As John Terborgh points out in his Foreword: One of the great challenges to be faced by conservationists now and in the future will be that of clarifying in the public mind the distinction between ecosystem services and biodiversity protection. A program can, in some cases, provide both.
In this book we hear the voices of several dozen conservationists from around the world, including well-known spokespeople like Jane Goodall and George Monbiot, about how these challenges are being met.

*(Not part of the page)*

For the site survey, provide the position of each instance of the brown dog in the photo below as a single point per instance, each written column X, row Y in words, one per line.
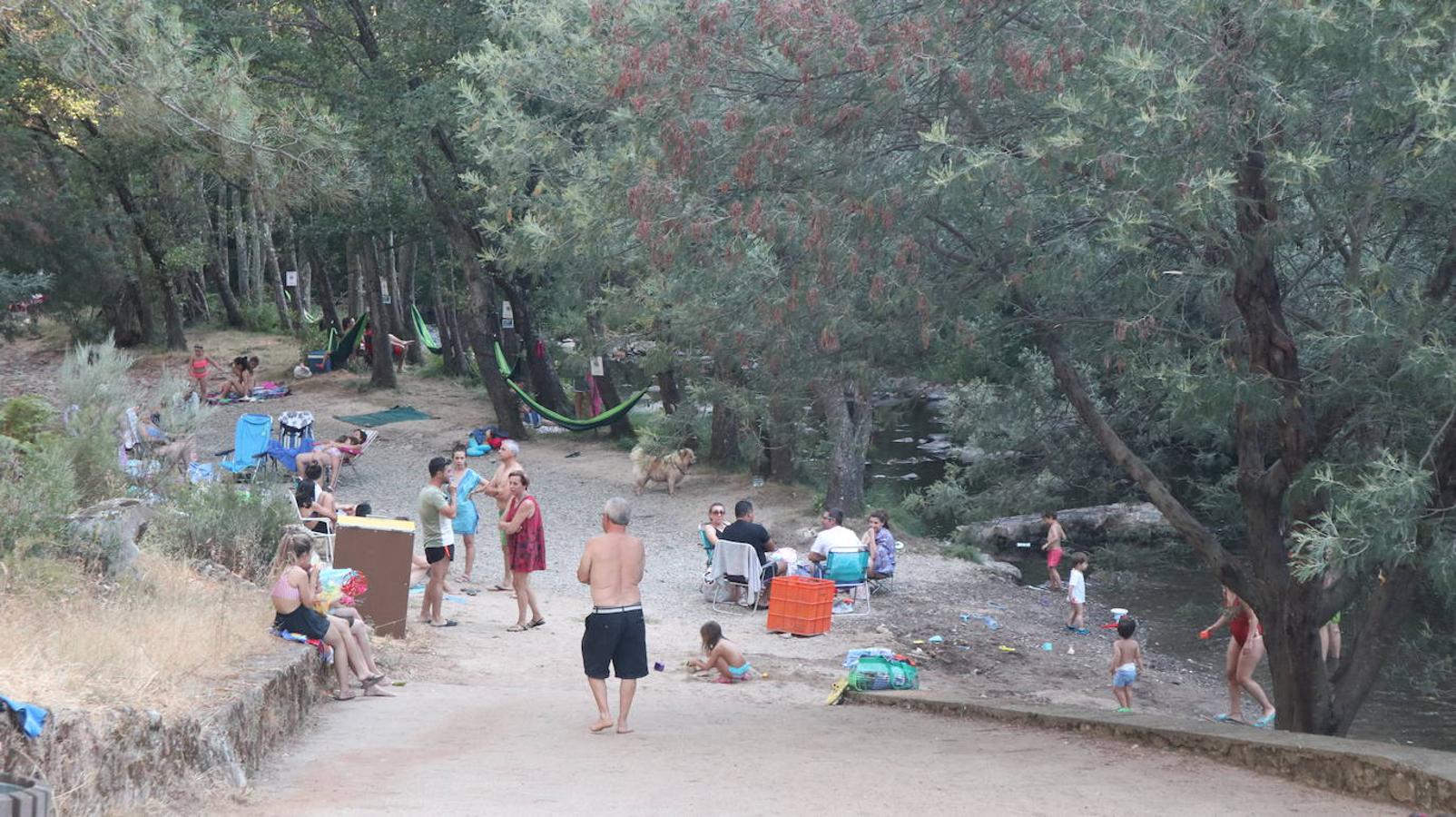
column 669, row 468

There are challenges, not only from powerful corporate interests but also from with the ranks of those who profess to be ‘green.’ An earlier title by the same publisher, reviewed elsewhere on this site—see Keeping the Wild— pointed out the alarming fact that a number of influential environmentalists are beginning to subscribe to the so-called ‘anthropocene’ concept of caring for our planet’s wild spaces. Which is to give up the idea of true wildness altogether and shape environmental policies around the needs of human beings. That earlier book—like this one, an anthology of brilliant essays—set out, clearly and comprehensively, all the counter arguments to the Anthropocene point of view. This one focuses on what true conservation means, in practice, and how it plays out in many different types of climate and terrain, worldwide.
We need more protected areas—especially marine ones. And we need to enlarge our existing ones, connect them up and care for them. Such work is, as this book says: …an expression of humility about the limits of human knowledge and a gesture of respect towards our fellow creatures, allowing them to flourish in their homes without fear of persecution.
It is the work that might just save our own species from extinction also.